A training objective where language models learn to predict the next token in a sequence.
Next Token Prediction (NTP) is the foundational training objective underlying most modern autoregressive language models. Given a sequence of tokens — discrete units representing words, subwords, or characters — the model is trained to estimate the probability distribution over all possible next tokens. By repeatedly applying this objective across enormous text corpora, the model learns grammar, factual associations, reasoning patterns, and stylistic conventions purely from the statistical structure of language. At inference time, the same mechanism drives text generation: the model samples or selects from its predicted distribution, appends the chosen token, and repeats the process to produce fluent, coherent output.
The mechanics of NTP are tightly coupled to the transformer architecture. A causal (decoder-only) transformer processes the input sequence with masked self-attention, ensuring each token can only attend to preceding tokens. The final hidden state at each position is projected through a linear layer and a softmax activation to produce a probability distribution over the vocabulary. Training minimizes cross-entropy loss between predicted distributions and the actual next tokens — a simple objective that scales remarkably well with model size and data volume, a property formalized in neural scaling laws.

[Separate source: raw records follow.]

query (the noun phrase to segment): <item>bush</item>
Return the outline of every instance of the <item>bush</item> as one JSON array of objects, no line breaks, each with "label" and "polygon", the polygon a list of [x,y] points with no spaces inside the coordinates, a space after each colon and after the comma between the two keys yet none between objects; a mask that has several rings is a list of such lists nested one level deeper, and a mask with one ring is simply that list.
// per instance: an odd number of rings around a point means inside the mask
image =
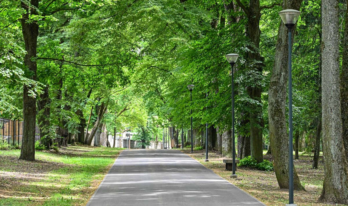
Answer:
[{"label": "bush", "polygon": [[268,172],[274,169],[273,164],[269,161],[265,159],[262,162],[258,163],[255,159],[251,158],[250,156],[240,160],[238,166],[256,168],[260,170]]},{"label": "bush", "polygon": [[38,140],[35,142],[35,150],[44,150],[45,149],[46,149],[46,147],[43,144],[40,143],[40,140]]},{"label": "bush", "polygon": [[194,150],[201,150],[203,149],[203,147],[201,146],[196,146],[193,148]]}]

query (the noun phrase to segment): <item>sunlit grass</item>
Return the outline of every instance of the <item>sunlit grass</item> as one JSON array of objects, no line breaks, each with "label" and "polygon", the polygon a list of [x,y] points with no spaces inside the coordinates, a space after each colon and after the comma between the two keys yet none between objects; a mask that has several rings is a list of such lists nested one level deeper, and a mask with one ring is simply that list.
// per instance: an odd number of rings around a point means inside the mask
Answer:
[{"label": "sunlit grass", "polygon": [[[10,191],[0,198],[0,206],[85,205],[122,149],[72,146],[63,149],[63,154],[37,151],[36,160],[57,164],[56,168],[42,174],[31,173],[28,168],[24,179],[22,173],[16,172],[18,162],[7,161],[0,166],[0,172],[6,172],[2,175],[12,175],[19,183],[9,188],[15,192]],[[20,153],[19,150],[0,151],[0,156],[18,158]],[[39,164],[34,162],[32,166]]]}]

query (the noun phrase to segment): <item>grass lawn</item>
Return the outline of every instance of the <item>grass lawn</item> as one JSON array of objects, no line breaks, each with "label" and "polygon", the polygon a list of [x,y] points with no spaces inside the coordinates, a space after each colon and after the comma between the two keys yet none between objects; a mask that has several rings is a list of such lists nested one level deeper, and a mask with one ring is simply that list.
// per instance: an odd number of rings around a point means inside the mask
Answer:
[{"label": "grass lawn", "polygon": [[[194,151],[190,153],[190,149],[184,149],[184,153],[198,161],[206,167],[229,182],[255,197],[268,206],[284,206],[288,203],[288,190],[279,189],[274,172],[264,172],[245,167],[237,167],[236,173],[237,178],[230,178],[231,171],[225,170],[221,155],[209,151],[209,161],[205,162],[205,151]],[[302,155],[301,155],[302,154]],[[322,155],[322,153],[321,154]],[[265,158],[271,160],[270,156],[264,156]],[[319,168],[312,169],[313,155],[300,154],[299,159],[294,160],[296,171],[306,191],[295,191],[294,201],[299,206],[332,205],[317,201],[323,189],[324,165],[320,161]]]},{"label": "grass lawn", "polygon": [[0,150],[0,206],[85,205],[122,149],[71,146],[33,162]]}]

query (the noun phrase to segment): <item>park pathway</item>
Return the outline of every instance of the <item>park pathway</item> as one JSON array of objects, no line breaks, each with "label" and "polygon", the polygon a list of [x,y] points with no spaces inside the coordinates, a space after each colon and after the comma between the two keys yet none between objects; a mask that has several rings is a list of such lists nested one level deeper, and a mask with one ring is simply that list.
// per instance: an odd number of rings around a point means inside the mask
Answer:
[{"label": "park pathway", "polygon": [[87,206],[265,205],[175,150],[124,150]]}]

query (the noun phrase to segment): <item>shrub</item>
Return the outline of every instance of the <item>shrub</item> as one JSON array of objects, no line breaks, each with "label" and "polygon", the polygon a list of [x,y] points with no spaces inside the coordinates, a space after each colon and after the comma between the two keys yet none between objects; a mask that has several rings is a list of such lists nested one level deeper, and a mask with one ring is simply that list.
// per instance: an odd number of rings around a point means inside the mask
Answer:
[{"label": "shrub", "polygon": [[203,149],[203,147],[201,146],[196,146],[193,148],[194,150],[200,150]]},{"label": "shrub", "polygon": [[260,170],[268,172],[273,171],[274,169],[273,164],[268,160],[265,159],[262,162],[258,163],[256,162],[256,160],[253,158],[251,158],[250,156],[240,160],[238,166],[252,167]]},{"label": "shrub", "polygon": [[43,144],[40,143],[40,140],[38,140],[35,142],[35,150],[44,150],[45,149],[46,149],[46,147]]}]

What makes NTP so powerful is that it is a self-supervised objective: no human-labeled data is required. Any raw text corpus serves as training signal, enabling models to train on trillions of tokens scraped from the web, books, and code. This abundance of supervision, combined with the expressive capacity of large transformers, produces models that generalize far beyond simple word completion — exhibiting emergent capabilities in translation, summarization, mathematical reasoning, and code generation.
NTP has become the dominant pre-training paradigm for large language models (LLMs) such as GPT-3, GPT-4, LLaMA, and Claude. While alternatives like masked language modeling (used in BERT) predict tokens at arbitrary positions, NTP's left-to-right generation makes it naturally suited for open-ended text synthesis. Fine-tuning techniques such as RLHF (Reinforcement Learning from Human Feedback) are typically layered on top of NTP-pretrained models to align behavior with human preferences, but the NTP foundation remains central to modern language AI.